Simulations and Contingency Plans

When clients tell me that they’ve been having “What if?” thoughts, I view them, among other things, as ideas that need to be explored with compassionate and courageous curiosity so that they can be laid to rest. You see, the mind is constantly running simulations in an effort to ensure survival. When we live in our minds, we live in many different realities showing us what could be “if” we acted like this or like that; if we said this or that. This is a fantastic mechanism for survival because it means that we don’t have to drink that potentially thirst-quenching or pathogen-rich water on the ground, for example. Rather, we can simply let the future run its course, mentally, prior to acting it out, blindly, in our own self-interest. The trouble for modernity is that we have become far too enamoured of rationality and thinking, such that ideas, as opposed to being itself, are favoured. But if evolutionary psychology has taught us anything, it’s that ideas are our servants for survival, not the masters of our fate. We should use them to assist our behaviour and attitudes, not allow them to sit behind the steering wheel.

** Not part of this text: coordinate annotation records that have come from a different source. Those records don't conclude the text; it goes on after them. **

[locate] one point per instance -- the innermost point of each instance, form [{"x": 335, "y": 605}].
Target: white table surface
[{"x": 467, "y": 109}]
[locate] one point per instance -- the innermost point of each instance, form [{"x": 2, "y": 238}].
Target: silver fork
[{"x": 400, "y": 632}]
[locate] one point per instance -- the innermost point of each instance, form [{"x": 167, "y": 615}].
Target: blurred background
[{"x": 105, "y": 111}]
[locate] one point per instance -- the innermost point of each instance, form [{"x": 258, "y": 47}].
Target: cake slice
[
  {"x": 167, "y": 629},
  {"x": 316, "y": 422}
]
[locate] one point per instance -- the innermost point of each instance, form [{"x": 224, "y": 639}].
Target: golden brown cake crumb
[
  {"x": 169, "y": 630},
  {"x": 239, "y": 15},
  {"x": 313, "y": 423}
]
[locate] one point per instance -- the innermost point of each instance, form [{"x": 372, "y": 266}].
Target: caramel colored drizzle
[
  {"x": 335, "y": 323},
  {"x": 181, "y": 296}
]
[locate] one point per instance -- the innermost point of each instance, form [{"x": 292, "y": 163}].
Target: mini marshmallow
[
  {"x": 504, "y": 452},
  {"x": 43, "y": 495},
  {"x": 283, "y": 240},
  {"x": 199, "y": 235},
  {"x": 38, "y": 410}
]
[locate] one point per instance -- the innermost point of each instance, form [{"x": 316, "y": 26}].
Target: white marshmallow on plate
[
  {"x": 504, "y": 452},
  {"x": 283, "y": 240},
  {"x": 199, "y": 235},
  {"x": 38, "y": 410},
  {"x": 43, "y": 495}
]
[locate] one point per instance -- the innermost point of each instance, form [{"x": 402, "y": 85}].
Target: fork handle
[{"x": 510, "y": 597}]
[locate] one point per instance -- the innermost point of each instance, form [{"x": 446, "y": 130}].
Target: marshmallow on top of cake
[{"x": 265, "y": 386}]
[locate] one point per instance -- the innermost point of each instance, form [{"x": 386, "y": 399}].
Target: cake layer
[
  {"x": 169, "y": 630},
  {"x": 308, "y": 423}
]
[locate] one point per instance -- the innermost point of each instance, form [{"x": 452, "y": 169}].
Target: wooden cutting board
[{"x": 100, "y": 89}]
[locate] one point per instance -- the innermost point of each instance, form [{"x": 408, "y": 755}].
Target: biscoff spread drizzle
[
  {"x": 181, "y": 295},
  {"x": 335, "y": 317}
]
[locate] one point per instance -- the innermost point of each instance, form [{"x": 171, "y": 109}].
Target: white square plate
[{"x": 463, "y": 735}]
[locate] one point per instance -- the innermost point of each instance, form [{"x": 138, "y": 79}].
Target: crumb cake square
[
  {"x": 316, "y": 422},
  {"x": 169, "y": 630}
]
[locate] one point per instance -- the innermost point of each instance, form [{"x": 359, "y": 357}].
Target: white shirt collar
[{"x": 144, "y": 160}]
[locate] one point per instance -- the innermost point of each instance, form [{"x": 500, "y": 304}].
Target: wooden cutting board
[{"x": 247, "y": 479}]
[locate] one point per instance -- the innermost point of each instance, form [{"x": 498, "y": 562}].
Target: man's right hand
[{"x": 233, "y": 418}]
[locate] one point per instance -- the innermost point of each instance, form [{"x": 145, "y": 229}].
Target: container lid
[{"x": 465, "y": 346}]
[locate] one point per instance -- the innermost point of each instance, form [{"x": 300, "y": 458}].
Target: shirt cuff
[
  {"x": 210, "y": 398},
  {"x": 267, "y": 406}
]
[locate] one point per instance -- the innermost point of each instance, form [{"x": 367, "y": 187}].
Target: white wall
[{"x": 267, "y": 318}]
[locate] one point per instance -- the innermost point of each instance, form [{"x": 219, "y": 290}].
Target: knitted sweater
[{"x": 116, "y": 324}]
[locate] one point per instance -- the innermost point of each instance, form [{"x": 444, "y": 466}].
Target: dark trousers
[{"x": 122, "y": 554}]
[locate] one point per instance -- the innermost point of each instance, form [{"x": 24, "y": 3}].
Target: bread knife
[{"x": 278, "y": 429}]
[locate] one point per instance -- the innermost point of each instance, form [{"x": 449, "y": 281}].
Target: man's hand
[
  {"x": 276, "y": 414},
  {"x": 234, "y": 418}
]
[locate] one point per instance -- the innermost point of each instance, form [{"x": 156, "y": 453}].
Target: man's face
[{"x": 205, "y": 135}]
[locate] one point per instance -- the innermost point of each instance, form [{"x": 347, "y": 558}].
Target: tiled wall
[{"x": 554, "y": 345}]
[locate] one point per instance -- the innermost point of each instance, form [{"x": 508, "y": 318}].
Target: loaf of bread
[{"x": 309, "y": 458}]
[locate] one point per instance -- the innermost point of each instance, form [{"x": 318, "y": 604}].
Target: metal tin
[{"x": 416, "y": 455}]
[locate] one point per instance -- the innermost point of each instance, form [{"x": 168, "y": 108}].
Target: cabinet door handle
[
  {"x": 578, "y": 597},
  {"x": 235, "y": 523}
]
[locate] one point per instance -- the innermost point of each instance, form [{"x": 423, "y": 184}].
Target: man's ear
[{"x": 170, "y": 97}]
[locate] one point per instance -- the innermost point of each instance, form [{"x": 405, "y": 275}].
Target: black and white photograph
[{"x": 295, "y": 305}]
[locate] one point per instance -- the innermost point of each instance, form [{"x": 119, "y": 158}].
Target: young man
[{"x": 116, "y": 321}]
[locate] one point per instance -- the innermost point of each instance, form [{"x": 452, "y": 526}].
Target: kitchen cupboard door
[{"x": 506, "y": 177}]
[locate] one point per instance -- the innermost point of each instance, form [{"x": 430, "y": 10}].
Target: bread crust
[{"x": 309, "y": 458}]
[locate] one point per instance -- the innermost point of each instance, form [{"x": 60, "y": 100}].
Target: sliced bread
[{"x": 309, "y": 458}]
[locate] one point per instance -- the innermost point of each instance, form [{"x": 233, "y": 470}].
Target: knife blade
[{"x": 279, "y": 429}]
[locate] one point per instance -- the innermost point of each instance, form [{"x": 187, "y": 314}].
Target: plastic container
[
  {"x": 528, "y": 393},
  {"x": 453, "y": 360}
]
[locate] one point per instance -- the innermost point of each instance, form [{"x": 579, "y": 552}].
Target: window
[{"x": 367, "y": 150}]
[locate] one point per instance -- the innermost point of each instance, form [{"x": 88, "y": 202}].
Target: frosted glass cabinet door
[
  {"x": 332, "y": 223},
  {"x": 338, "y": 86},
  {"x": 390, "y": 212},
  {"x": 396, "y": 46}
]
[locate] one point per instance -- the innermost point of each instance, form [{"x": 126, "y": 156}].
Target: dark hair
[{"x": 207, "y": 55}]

Ultimately, the mind, like the body, appears to be a self-regulating system such that dreams will do what they need to do irrespective of our conscious awareness. But if we are to come to greater self-understanding—peering into our souls and seeing our dreams through the lens of what has been discussed here—we may gain deeper insights into how we react to our worlds that we each inhabit. I react to things differently to you and vice-versa. Knowing how I respond to the world, and how I respond to certain ideas and people is a fantastic starting point when I begin to ponder who I really want to be in the world, and how I want to show up. I guarantee that is the same for you as well.

My final point is this: Every self-reflective and therapeutic insight is designed to identify a deeper truth within yourself. The way you use that is by integrating it into a plan that is designed to get you to where you want to be—your goals, visions and mission in life.